This month's installment of Dirt Tales examines the effect of an IRS lien in foreclosure.
Jeff Mills is an attorney whose practice is limited to conducting foreclosures for his lender clients. In fact, he calls his law firm Jazzy Jeff's Foreclosure Mill. Recently he received a phone call from another attorney who had been engaged to purchase a house that had been foreclosed upon by Jazzy Jeff. The other attorney inquired as to whether Jeff had been aware that the debtor had a rather substantial IRS tax lien against them and whether Jeff had given IRS notice of his foreclosure. Jazzy Jeff likes to be known for getting his foreclosures completed as fast as the system will allow and he admitted that he had not given the IRS any notice regarding his foreclosure. "Since they were a junior lien why would I have to worry about sending them a notice?" he asked. "They hadn't filed a Request For Notice" he added.
The other attorney explained why it was necessary to give the IRS notice. He cited 26 CFR §01.7425-3(d) which provides that in a foreclosure of a superior mortgage lien interest the IRS lien will be extinguished as it pertains to the real property foreclosed upon provided at least 25 days notice is given in writing to IRS. However, the other attorney pointed out, Internal Revenue Code §742.5(d) provides the IRS has 120 days in which to redeem the foreclosed property by simply tendering the amount of the sales price.
Without having given the IRS at least 25 days notice of the foreclosure Jazzy Jeff had failed to follow the guidelines set out for extinguishing IRS liens and consequently the lien remained on the land, notwithstanding the foreclosure or the fact that it was junior to the deed of trust.
Query, what would have been the outcome if there had been two deeds of trust superior to IRS' lien, with the second one foreclosing and giving proper notice to IRS. Then during the 120 day of redemption the first lien holder institutes foreclosure and in fact forecloses on their deed of trust and also gives at least 25 days notice to the IRS. Does the foreclosure by a superior deed of trust then nullify the IRS 120 day right of redemption? IRS posed that fact situation in 2003 and the Office of the Chief Counsel issued an opinion letter, GL-105261-03, in which they maintained that their original 120 day of redemption would remain in effect.
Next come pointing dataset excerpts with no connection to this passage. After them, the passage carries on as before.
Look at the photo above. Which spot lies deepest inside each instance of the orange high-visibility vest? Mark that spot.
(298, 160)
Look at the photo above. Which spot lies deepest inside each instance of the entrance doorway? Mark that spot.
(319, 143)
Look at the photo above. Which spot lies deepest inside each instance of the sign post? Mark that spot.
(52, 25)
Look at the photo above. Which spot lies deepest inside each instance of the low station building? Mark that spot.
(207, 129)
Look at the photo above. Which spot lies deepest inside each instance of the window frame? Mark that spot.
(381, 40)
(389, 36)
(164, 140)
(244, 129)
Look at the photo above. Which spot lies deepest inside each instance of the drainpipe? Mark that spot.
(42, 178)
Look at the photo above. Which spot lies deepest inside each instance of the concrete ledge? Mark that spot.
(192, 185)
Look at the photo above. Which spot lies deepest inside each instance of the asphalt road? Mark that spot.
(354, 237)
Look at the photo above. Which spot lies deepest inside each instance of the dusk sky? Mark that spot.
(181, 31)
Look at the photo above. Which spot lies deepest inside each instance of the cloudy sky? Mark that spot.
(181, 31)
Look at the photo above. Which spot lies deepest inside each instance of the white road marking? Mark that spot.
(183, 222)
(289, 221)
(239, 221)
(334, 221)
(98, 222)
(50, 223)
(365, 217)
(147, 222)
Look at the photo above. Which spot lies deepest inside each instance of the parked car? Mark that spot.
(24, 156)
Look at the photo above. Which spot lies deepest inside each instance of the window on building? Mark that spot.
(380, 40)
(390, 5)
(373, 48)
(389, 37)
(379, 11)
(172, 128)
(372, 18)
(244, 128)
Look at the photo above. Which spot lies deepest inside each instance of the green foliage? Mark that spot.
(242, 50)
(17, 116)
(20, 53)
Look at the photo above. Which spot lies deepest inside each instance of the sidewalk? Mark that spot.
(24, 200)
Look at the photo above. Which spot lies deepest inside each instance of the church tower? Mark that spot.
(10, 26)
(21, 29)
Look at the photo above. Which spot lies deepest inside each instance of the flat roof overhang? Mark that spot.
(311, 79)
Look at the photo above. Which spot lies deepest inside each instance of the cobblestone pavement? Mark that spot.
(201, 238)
§6337 of the Code also grants the taxpayer a right to redeem their property following foreclosure of a tax lien for 180 days from the date of the foreclosure by tendering the sales price plus 20%.
Whenever an IRS lien is discovered in the course of a title examination prior to the institution of a foreclosure due care must be taken that the regulatory and statutory mandates of the IRS are strictly followed and complied with.